The final product I am using is Thuricide. Thuricide is a concentrated liquid insecticide for the control of chewing and leaf eating insects composed of Bacillus thuringiensis (Bt) -- a naturally occurring, soil borne organism popular for its ability to control certain insect pests in a natural, environmentally friendly manner. After mixing the concentrate with water and spraying it on the plants you wish to protect, the Bt spores are ingested by the insect larvae, they grow and reproduce in the guts of the insects while producing crystalline toxins. The crystalline toxins paralyze the digestive tract of the larvae causing it to cease eating and starve to death from 12 hours to 5 days after ingestion of the Bt. Time to death depends on the amount of Bt ingested, the size and variety of the larvae and variety of Bt used for control.

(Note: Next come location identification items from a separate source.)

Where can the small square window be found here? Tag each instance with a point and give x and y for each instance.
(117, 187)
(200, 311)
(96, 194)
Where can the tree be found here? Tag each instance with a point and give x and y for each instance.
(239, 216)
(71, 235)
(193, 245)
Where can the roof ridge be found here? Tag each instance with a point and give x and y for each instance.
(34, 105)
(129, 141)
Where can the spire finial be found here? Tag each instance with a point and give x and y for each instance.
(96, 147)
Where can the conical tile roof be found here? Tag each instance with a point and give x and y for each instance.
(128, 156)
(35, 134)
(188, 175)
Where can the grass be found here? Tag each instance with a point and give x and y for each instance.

There are different strains or varieties of Bt available that have been selected for the control of specific insects. Bt variety kurstaki (BTK) controls the European corn borer, tomato hornworms, fruit worms, cabbageworm, cabbage looper, spring and fall cankerworm, spruce budworm, and other caterpillar-like larvae. While not a fertilizer, Thuricide is very effective in preventing defoliation and damage of food and crop plants by caterpillars.

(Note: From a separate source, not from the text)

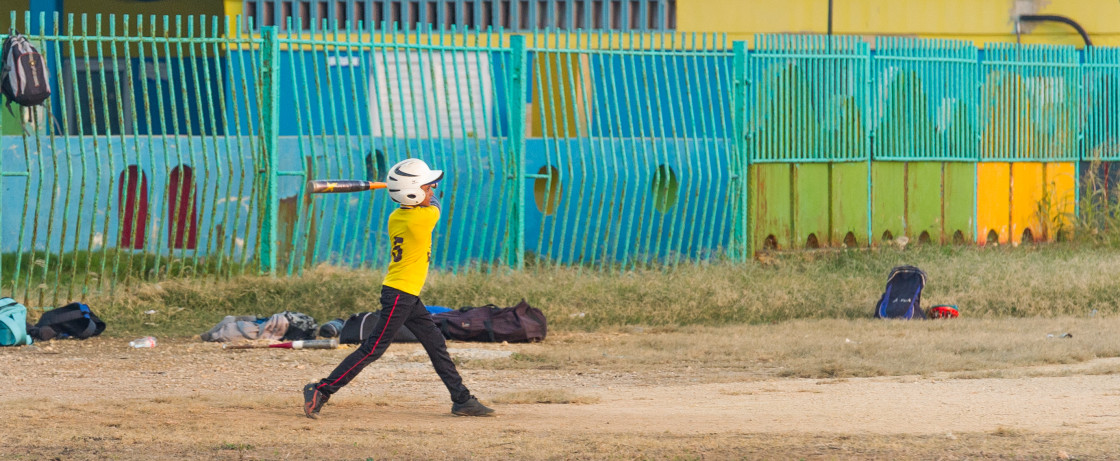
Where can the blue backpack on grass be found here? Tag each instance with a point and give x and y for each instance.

So, to the left is a picture of my healthy and happy tomato plants. Now remember, these plants are being grown in 2.5 cubic ft bags of garden soil, not directly in the ground. This is a form of "no till" gardening quite popular in limited space gardens in Europe and the UK.

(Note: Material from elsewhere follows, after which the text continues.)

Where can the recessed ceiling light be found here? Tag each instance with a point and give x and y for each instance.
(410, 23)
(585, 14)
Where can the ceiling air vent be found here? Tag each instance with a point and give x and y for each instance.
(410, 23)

For those nay sayers who claim that you cannot possibly grow tomatoes or much of anything else with this technique, well, here is the proof of what is possible! These plant are very robust, healthy, loaded with fruit and practically insect free.
I am growing hot peppers and have just sprouted and will be growing bush beans using the same technique. More about that can be tracked back here.
While it is probably a bit late in Florida's growing season to attempt growing tomatoes other than the cherry type now, I think that you should be able to use this technique for numerous other herbs and vegetables that thrive during Florida's torrid Summer growing season. You can find a list of those plants here.
So give growing in bags a try -- I would love to hear about your experiences with the technique!